Gratitude is an easy habit to create because it is self-perpetuating in nature. The more you practice, the more adapted you are to think of things that you appreciate and the more psychological benefits you enjoy.
TIP -> One of the best places to start is to keep a gratitude journal.
- Keep a small notebook by your bedside table and do it at the same time every day.
- Start with 3 things that you are grateful for from the day. It could be something as big as cherishing your spouse or something as small as seeing a beautiful flower.
- When you write down the items, take a moment and really experience the feeling all over again of how you felt in that moment.
- Make sure to write down different things each day.
I’m sure you’ve heard the term meditation thrown around a few times (or many — since it’s a hot topic right now). Unlike the war on fat in the media, meditation’s fame is rightly deserved.
So why is it so great? Meditation can help:
- Preserve the brain
- Reduce anxiety
- Stimulate new neural activity
- Improve concentration
- Improve attention
- Reduce stress
- Improve memory
Above are just a “few” of the things that makes meditation so great…so why not give it a try? What are you risking if you try it out for 5 minutes a day for a week? That’s the sum of one TV show, yet you gain so much more.
Want to try meditation but don’t know where to start?
TIP -> Try out the below tips to make meditation a part of your brain clarity regime:
- Start slow. The number of times (frequency) you do it is more important than the length of each session in the beginning.
- It can feel uncomfortable initially, but your mind AND body will thank you later!
- Try out a short guided meditation through an App or YouTube. (Headspace has a great free 10-day trial to help you learn how to meditate).
As much as you wish, you’re not a machine; your brain is not a machine. It’s not meant to be turned on all day, every day at max performance. It’s just not. Expecting your brain to focus like that is unrealistic and can contribute to brain fog and fatigue.
Two things you can work on to improve your limited focus:
- Increase deep work
- Decrease social media
According to Cal Newport, who termed the concept ‘deep work’:
Why is deep work so important to your brain health?
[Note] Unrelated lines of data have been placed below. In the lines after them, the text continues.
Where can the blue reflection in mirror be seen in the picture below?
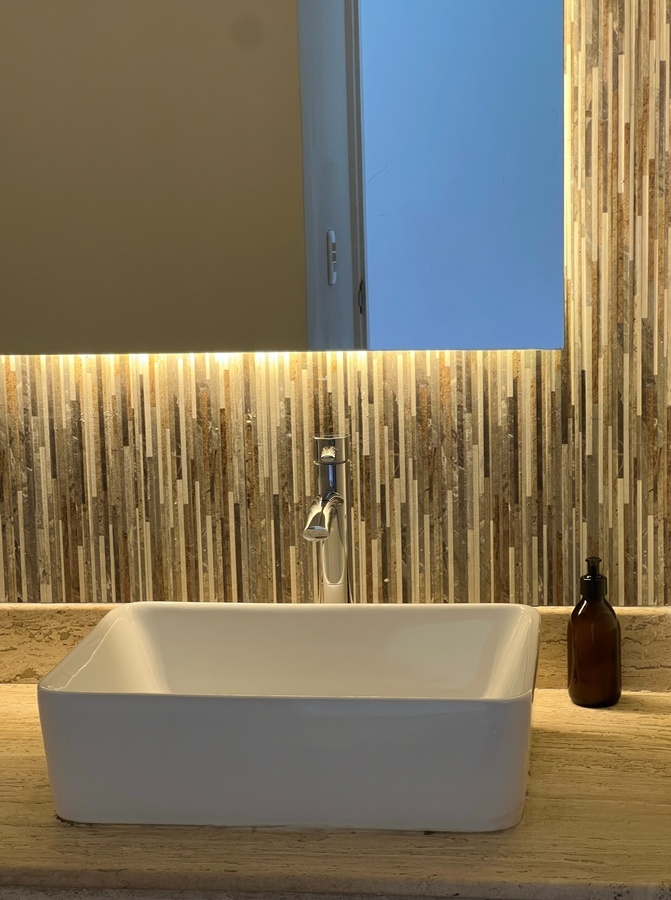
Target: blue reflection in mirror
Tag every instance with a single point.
(463, 156)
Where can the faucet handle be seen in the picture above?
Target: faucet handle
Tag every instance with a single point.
(331, 450)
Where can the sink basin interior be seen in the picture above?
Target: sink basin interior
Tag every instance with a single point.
(401, 717)
(428, 652)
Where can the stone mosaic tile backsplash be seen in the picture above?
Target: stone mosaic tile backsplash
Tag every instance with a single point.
(477, 477)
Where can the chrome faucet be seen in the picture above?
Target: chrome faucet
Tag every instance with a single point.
(327, 519)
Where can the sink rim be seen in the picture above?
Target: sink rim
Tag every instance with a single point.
(46, 687)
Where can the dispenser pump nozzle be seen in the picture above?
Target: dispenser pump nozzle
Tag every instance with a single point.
(593, 585)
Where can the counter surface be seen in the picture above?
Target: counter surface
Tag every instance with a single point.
(597, 820)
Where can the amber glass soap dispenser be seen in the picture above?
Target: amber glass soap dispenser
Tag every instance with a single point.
(593, 640)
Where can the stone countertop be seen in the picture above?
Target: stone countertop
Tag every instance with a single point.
(597, 825)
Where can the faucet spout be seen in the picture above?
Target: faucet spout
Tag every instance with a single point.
(326, 523)
(321, 516)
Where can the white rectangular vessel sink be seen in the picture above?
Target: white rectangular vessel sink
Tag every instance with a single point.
(358, 716)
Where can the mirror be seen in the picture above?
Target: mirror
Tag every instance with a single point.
(161, 180)
(462, 138)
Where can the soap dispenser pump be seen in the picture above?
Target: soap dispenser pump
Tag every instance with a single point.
(593, 644)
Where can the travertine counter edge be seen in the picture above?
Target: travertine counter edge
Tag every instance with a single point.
(597, 812)
(35, 636)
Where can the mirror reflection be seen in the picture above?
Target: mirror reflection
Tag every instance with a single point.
(279, 174)
(462, 137)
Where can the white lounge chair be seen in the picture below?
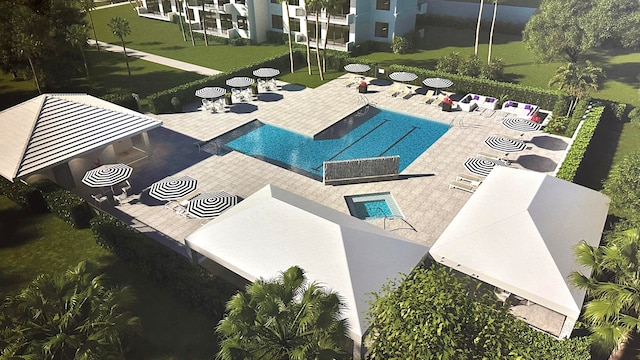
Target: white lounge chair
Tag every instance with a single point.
(464, 186)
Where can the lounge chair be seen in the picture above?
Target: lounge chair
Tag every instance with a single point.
(472, 179)
(494, 156)
(393, 91)
(462, 186)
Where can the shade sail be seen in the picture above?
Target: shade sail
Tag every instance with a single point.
(273, 229)
(107, 175)
(517, 232)
(173, 189)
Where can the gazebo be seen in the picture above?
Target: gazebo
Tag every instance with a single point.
(274, 229)
(517, 233)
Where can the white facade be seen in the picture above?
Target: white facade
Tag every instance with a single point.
(352, 23)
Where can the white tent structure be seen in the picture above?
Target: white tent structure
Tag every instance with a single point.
(517, 232)
(274, 229)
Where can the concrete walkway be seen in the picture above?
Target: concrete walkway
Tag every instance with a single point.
(156, 59)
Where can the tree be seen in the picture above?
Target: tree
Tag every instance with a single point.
(72, 315)
(77, 35)
(577, 80)
(87, 6)
(120, 28)
(623, 187)
(493, 25)
(613, 310)
(288, 28)
(478, 27)
(435, 313)
(284, 318)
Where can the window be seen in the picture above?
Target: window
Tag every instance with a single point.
(276, 21)
(383, 4)
(242, 23)
(382, 30)
(294, 24)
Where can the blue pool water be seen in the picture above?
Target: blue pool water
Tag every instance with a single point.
(385, 133)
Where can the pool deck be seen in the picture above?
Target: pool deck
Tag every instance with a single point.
(422, 191)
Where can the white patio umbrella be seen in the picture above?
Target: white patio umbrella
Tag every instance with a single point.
(173, 189)
(240, 82)
(403, 76)
(208, 205)
(266, 73)
(357, 68)
(107, 175)
(210, 92)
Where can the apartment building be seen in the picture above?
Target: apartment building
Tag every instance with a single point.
(354, 22)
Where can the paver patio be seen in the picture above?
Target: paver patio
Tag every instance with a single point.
(422, 191)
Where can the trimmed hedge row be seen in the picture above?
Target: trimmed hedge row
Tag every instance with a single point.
(574, 156)
(195, 284)
(160, 102)
(46, 195)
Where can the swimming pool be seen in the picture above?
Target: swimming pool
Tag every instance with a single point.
(377, 133)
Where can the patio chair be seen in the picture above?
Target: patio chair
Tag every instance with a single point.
(99, 198)
(463, 186)
(393, 91)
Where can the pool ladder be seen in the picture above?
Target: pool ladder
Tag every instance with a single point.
(385, 217)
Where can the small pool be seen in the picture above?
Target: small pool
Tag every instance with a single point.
(368, 133)
(373, 206)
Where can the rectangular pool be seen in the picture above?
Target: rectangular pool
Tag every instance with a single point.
(366, 134)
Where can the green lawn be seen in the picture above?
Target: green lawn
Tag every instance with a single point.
(36, 244)
(164, 38)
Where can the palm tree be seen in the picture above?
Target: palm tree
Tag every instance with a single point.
(87, 6)
(614, 309)
(493, 25)
(288, 27)
(77, 36)
(316, 5)
(478, 27)
(72, 315)
(577, 80)
(120, 28)
(285, 318)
Because the opposite, multitasking, deteriorates your deep work ‘muscle’ making your ability to focus, concentrate and remember things more difficult.
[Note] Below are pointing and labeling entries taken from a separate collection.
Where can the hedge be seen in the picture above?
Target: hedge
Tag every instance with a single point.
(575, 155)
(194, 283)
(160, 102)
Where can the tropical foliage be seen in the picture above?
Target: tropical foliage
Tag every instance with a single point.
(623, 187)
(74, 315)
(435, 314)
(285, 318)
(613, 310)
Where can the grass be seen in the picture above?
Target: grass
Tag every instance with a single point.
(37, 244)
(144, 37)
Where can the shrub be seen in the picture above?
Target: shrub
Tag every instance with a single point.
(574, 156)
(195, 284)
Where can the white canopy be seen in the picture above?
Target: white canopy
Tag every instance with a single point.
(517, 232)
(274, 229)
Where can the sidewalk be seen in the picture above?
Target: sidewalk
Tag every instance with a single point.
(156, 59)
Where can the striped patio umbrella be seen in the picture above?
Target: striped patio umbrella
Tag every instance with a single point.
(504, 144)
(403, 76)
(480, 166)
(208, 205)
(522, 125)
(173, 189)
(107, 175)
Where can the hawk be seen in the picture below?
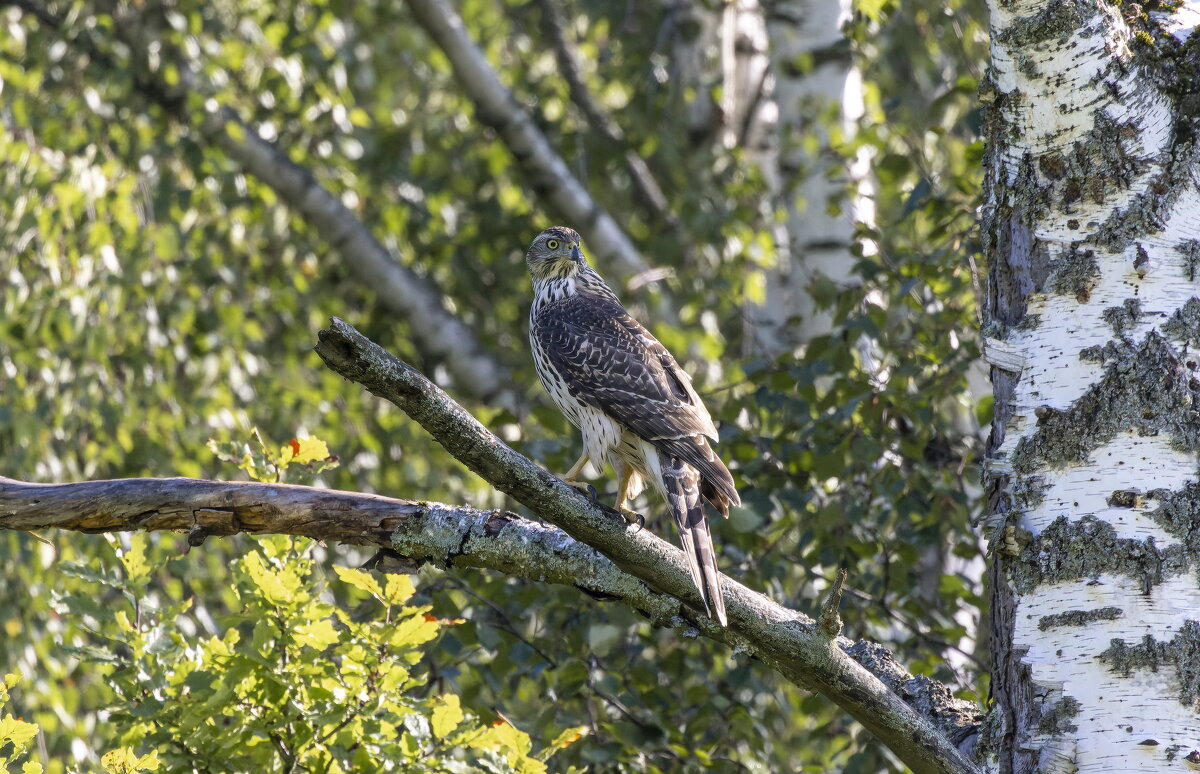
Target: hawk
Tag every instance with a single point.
(629, 397)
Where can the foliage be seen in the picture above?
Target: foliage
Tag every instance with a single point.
(286, 682)
(155, 297)
(15, 733)
(262, 462)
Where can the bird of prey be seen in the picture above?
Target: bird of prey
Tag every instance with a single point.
(633, 402)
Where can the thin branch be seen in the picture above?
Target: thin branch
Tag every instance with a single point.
(443, 535)
(791, 642)
(533, 151)
(598, 119)
(437, 333)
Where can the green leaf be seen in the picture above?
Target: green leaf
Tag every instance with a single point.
(360, 580)
(447, 714)
(317, 634)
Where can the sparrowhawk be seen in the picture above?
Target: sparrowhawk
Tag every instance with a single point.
(633, 402)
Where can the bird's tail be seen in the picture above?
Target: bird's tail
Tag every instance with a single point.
(682, 486)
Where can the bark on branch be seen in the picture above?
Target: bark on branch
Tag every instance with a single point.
(791, 642)
(421, 532)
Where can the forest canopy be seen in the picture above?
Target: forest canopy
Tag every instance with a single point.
(190, 191)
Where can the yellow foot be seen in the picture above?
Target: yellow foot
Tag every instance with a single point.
(631, 516)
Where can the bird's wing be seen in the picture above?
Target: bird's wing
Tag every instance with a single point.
(610, 361)
(681, 481)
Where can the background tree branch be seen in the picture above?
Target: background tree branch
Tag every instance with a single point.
(790, 641)
(437, 333)
(497, 107)
(448, 537)
(569, 67)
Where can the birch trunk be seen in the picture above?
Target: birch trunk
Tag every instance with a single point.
(816, 240)
(1092, 226)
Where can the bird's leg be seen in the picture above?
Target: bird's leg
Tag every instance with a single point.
(569, 478)
(623, 504)
(571, 475)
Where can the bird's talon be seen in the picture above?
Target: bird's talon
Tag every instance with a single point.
(634, 517)
(582, 487)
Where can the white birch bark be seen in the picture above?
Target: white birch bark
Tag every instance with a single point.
(1091, 225)
(815, 240)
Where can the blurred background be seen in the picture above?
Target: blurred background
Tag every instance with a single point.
(799, 183)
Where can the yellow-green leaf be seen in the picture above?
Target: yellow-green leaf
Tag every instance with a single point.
(279, 587)
(126, 761)
(413, 631)
(304, 450)
(317, 634)
(569, 737)
(360, 580)
(447, 714)
(399, 589)
(137, 568)
(16, 731)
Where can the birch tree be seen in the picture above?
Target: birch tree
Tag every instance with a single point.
(1091, 228)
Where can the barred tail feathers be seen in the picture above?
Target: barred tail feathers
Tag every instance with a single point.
(682, 489)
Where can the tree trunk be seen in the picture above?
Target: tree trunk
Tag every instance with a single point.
(813, 73)
(1092, 219)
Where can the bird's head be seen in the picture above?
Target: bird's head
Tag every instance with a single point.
(555, 255)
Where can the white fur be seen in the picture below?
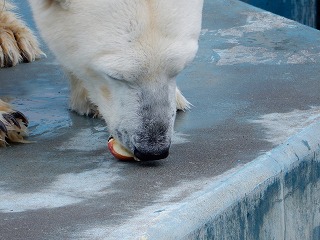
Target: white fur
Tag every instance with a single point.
(124, 55)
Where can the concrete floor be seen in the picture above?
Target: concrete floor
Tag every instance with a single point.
(254, 82)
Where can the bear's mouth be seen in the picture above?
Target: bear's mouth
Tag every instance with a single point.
(122, 153)
(119, 151)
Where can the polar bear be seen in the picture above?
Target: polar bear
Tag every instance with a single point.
(122, 58)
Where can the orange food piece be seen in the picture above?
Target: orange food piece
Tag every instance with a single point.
(118, 151)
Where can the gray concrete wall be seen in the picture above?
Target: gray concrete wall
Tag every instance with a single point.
(277, 196)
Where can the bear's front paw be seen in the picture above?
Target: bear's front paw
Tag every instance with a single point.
(13, 125)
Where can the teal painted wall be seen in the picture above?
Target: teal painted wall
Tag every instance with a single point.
(303, 11)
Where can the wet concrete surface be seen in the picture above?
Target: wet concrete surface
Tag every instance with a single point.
(66, 184)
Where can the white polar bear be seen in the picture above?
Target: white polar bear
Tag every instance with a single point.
(122, 57)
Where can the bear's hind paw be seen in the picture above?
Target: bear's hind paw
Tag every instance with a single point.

It also creates an unhealthy instant gratification feedback loop that makes us crave other things that instantly gratify us (think: the cookie from the break room or deciding to skip the gym for a Netflix binge).
Want to spend more time doing deep work?
TIP -> Two ways to train your deep work muscle are to:
- Schedule your day — schedule deep work blocks and shallow work (multitasking) blocks
- Take scheduled and structured breaks to allow your mind to fully relax (don’t scroll FB though! See why below).
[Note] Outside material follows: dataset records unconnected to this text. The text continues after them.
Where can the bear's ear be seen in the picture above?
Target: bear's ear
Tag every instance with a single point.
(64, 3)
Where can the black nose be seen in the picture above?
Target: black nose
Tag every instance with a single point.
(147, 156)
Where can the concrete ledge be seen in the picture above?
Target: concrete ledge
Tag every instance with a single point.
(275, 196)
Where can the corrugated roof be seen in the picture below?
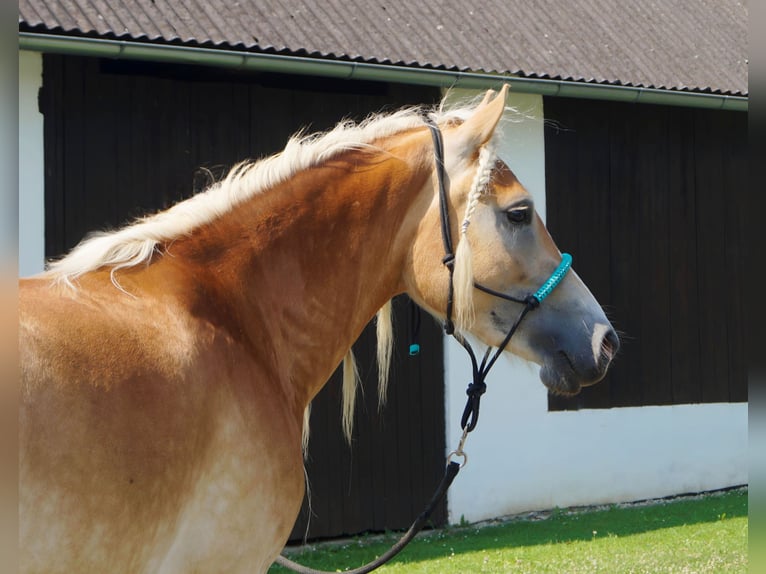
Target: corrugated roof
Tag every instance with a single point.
(698, 45)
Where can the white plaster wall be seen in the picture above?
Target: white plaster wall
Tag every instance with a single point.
(522, 457)
(31, 166)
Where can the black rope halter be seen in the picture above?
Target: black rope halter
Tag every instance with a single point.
(478, 385)
(480, 370)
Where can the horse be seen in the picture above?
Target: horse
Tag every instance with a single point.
(167, 366)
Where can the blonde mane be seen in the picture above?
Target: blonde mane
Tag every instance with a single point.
(136, 243)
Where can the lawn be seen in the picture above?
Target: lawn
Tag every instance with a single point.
(684, 535)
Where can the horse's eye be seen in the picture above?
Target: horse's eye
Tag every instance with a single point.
(519, 215)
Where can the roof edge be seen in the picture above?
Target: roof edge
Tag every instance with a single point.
(257, 61)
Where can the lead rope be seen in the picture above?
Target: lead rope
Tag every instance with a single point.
(475, 389)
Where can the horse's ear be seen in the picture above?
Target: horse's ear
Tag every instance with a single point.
(478, 129)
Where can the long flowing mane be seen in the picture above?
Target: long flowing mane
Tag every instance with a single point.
(135, 243)
(138, 242)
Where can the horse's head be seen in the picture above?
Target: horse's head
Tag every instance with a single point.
(502, 245)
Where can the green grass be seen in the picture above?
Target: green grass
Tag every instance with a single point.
(687, 535)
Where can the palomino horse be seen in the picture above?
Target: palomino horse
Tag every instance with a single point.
(167, 366)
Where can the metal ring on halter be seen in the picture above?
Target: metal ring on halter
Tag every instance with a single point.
(459, 450)
(456, 453)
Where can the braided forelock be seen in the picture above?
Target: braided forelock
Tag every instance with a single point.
(463, 274)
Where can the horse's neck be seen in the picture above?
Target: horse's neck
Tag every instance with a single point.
(303, 267)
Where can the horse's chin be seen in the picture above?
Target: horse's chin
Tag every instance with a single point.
(560, 380)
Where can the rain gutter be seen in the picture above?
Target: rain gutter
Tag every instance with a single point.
(260, 62)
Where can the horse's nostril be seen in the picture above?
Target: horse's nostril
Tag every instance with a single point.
(611, 344)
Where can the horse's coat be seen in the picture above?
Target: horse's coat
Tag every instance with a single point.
(160, 424)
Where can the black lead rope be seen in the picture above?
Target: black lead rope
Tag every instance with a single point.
(478, 385)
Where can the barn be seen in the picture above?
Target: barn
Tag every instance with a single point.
(627, 122)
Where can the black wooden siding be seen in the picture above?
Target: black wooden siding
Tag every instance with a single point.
(649, 201)
(124, 139)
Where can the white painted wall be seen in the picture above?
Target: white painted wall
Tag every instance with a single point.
(522, 457)
(31, 166)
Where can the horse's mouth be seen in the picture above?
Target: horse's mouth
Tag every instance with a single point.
(562, 376)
Have you ever caught yourself scrolling through Facebook, unable to take your eyes away? Then afterwards feeling like you were sucked into a time-warp…having no idea what time it is? Sometimes you mindlessly scroll through social media to relax, or when you feel tired, bored or lonely. Yet…do you feel better after it?
No surprise here, social media is addicting. When you’re constantly checking your Twitter, Facebook, Instagram every time you have a two minute break from your day, you aren’t letting your brain relax and take a break which decreases attention, focus, and concentration.
Want to start limiting or at least monitoring your social media usage?
TIP -> Schedule into your calendar when you check your social media updates and only at that time. Notice how you feel after your next long scroll session. Do you feel refreshed? Energized? Or do you feel like a zombie?
So how do you implement all of this information? Where do you start?
Step 1: Identify where you are at. Use this article like a checklist. What are you already doing? What are you struggling with? What do you want to work on?
Step 2: Start at the top and work your way down. Sugar addict? Work on getting that under control first (if it seems like it’s out of control…come see us!).
Step 3: Incorporate only 1-2 things at a time. It’s better to start small and continue those actions than to start big and stop a few weeks later because you’re burned out.